Il pedagogista amava realmente la scuola, tanto da trarre ispirazione non da colleghi universitari bensì dagli insegnanti delle scuole elementari che applicavano sul campo le loro esperienze. Il suo più grande desiderio era quello di vivere e concretizzare una scuola serena. Il pedagogista sottolinea come il maestro che non si adegua ai bambini e che non si attualizza, non si aggiorna,  che non vuole essere interpellato, che segue sempre e solo il programma ministeriale sia colui che fa della scuola un luogo noioso, addirittura detestabile. L’opposto della scuola serena, appunto.

Scuola nell’Agro Pontino:

L’insegnante della scuola serena deve parlare alle anime, deve indurre gli allievi ad interpretare la vita, creando le migliori condizioni possibili per l’apprendimento. Il maestro deve mettersi in ascolto, deve considerare i propri discenti come collaboratori. Gli alunni imparano a dialogare e a conversare senza timori. Anche rispetto al dialetto il pedagogista non pone limiti:

Un ragazzo potrà parlare utilizzando il proprio dialetto per poi passare gradualmente al corretto utilizzo della lingua italiana

Il corretto impiego della lingua avviene non solo perché l’insegnante è adeguatamente preparato, ma perché il maestro spiega i proverbi con le corrispondenze in lingua italiana, ma non solo, vengono “tradotti” ed interpretati anche il canto dialettale, i canti religiosi e patriottici (quelli che Radice riassume nel concetto di “poesia”) e i modi di dire. In altre parole, si utilizza il concetto di pedagogia pratica.

La critica didattica

Radice introduce una grande novità nell’ambito della scuola, ovvero la critica didattica. Il pedagogista, rivoluzionando il modello dell’epoca, non si accoda a quanti credono che debba esserci un metodo uguale per tutti. Al contrario, Radice sostiene che la didattica non deve uniformare ma deve tenere presente delle differenze individuali.

In questo contesto si colloca la teoria della critica didattica, dove Radice sostiene che gli educatori debbano creare i metodi ma poi il pedagogista debba intervenire per eseguire l’analisi critica dei metodi quando sono applicati. L’attività critica del pedagogista è fondamentale. Inoltre, Radice si informa a proposito di tutti gli interventi e le novità educative sia in ambito nazionale che internazionale e per farlo visita scuole in  Umbria, Lombardia e in Svizzera, analizza testi, metodi e strategie.

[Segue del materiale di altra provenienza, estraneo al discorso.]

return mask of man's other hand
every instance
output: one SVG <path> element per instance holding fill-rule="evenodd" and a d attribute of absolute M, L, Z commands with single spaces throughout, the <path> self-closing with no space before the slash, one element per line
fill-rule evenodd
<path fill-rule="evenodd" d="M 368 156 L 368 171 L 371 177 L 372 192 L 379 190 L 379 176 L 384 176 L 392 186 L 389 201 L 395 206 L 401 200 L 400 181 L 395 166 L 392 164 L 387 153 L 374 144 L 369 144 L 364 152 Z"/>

Il pedagogista, grazie alle numerose ricerche e alle informazioni raccolte, contribuisce a far conoscere le attività delle sorelle Agazzi, dei coniugi Franchetti a Montesca e della Boschetti a Muzzano e Agno. Di Maria Montessori, invece, critica il lessico (troppo tecnico) utilizzato, mentre ne esalta l’idea di non opprimere il bambino con banchi e presenze ingombranti da parte degli insegnanti. Radice afferma che ci siano “due Montessori”, una positivista e una idealistica, una sorta di doppia personalità. Addirittura, negli anni successivi, il pedagogista andrà ad affermare che il buono del Metodo Montessori deriva dal Metodo ideato dalle sorelle Agazzi e questo contribuì a riaccendere le polemiche tra i sostenitori dei due Metodi.

 Conclusioni

A Radice si deve molto, ancora oggi. Il pedagogista ha anticipato i tempi, sottolineando l’importanza della professionalità e dell’etica dell’insegnante, ma non solo.

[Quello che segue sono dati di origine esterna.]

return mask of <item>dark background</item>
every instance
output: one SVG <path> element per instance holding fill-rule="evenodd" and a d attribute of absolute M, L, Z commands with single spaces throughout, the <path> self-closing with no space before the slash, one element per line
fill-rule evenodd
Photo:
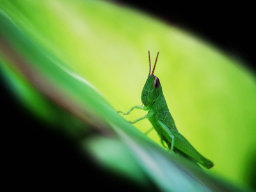
<path fill-rule="evenodd" d="M 113 2 L 142 10 L 197 34 L 227 54 L 244 61 L 249 70 L 256 72 L 255 14 L 252 4 L 234 2 L 227 5 L 214 2 L 188 4 L 169 1 Z M 88 189 L 91 186 L 93 189 L 102 187 L 115 191 L 122 184 L 122 189 L 141 189 L 129 182 L 122 184 L 118 177 L 111 177 L 97 168 L 90 158 L 84 159 L 75 150 L 76 143 L 45 129 L 44 122 L 26 113 L 7 92 L 2 77 L 0 81 L 3 113 L 1 170 L 6 181 L 26 188 L 32 188 L 31 183 L 38 188 L 53 184 L 61 188 L 72 184 L 75 188 Z M 106 177 L 109 179 L 106 180 Z"/>

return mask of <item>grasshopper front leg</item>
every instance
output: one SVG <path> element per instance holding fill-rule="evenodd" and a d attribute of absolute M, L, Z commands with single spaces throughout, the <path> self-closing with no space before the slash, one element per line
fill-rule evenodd
<path fill-rule="evenodd" d="M 143 109 L 145 110 L 145 108 L 143 106 L 133 106 L 130 110 L 127 111 L 127 113 L 123 113 L 122 111 L 118 111 L 117 113 L 122 113 L 123 115 L 128 115 L 134 109 Z"/>

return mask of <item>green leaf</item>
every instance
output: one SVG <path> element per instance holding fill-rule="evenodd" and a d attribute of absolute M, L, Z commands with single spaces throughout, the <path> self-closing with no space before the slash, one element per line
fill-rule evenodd
<path fill-rule="evenodd" d="M 49 100 L 68 111 L 67 134 L 74 132 L 70 136 L 82 150 L 105 166 L 162 191 L 239 189 L 171 156 L 156 143 L 155 132 L 150 139 L 140 131 L 151 127 L 147 120 L 137 129 L 116 113 L 141 103 L 147 51 L 159 51 L 155 74 L 179 132 L 212 160 L 210 172 L 248 186 L 243 178 L 256 144 L 256 86 L 236 61 L 188 33 L 107 2 L 1 1 L 0 14 L 6 79 L 44 119 L 51 113 L 38 108 L 49 110 Z M 79 136 L 90 129 L 99 137 Z"/>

Ha posto l’accento sulla personalizzazione formativa, sottolineando come ciascun individuo sia diverso e che non bisogna “livellare” le menti.

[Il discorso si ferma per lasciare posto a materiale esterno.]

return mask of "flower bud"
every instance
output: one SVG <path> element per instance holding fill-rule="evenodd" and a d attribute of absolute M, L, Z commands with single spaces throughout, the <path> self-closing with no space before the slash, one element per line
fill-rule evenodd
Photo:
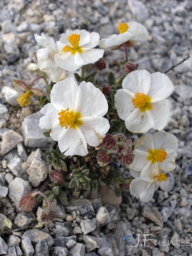
<path fill-rule="evenodd" d="M 113 136 L 110 134 L 108 134 L 103 138 L 102 145 L 105 149 L 110 149 L 114 148 L 116 144 L 116 141 Z"/>
<path fill-rule="evenodd" d="M 127 63 L 124 65 L 125 72 L 126 74 L 129 74 L 132 71 L 136 70 L 138 67 L 139 65 L 137 63 L 134 64 L 132 62 Z"/>
<path fill-rule="evenodd" d="M 99 149 L 97 152 L 97 158 L 100 166 L 105 166 L 111 160 L 112 154 L 108 154 L 105 150 Z"/>
<path fill-rule="evenodd" d="M 19 207 L 21 208 L 23 212 L 31 210 L 35 205 L 36 200 L 35 196 L 29 192 L 26 192 L 27 195 L 24 196 L 20 201 Z"/>
<path fill-rule="evenodd" d="M 107 96 L 109 96 L 111 94 L 111 87 L 109 85 L 103 85 L 102 91 L 103 93 Z"/>
<path fill-rule="evenodd" d="M 94 67 L 96 69 L 103 70 L 106 68 L 106 62 L 103 59 L 100 59 L 94 64 Z"/>
<path fill-rule="evenodd" d="M 49 173 L 49 178 L 53 183 L 64 183 L 64 178 L 61 173 L 58 171 L 54 170 Z"/>
<path fill-rule="evenodd" d="M 126 152 L 121 153 L 119 156 L 117 160 L 121 161 L 124 164 L 130 164 L 132 163 L 134 159 L 134 155 L 133 151 L 130 149 L 127 149 Z"/>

Oltre a questo, a Radice si deve l’interesse per la ricerca e l’apertura alle esperienze concrete. Il suo amore per il sapere e la conoscenza di altre teorie pedagogiche dovrebbe aiutare e sostenere l’operato dei pedagogisti attuali e motivarli per continuare  a farli “ardere” di quella passione educativa irrinunciabile per veri insegnanti, educatori e pedagogisti.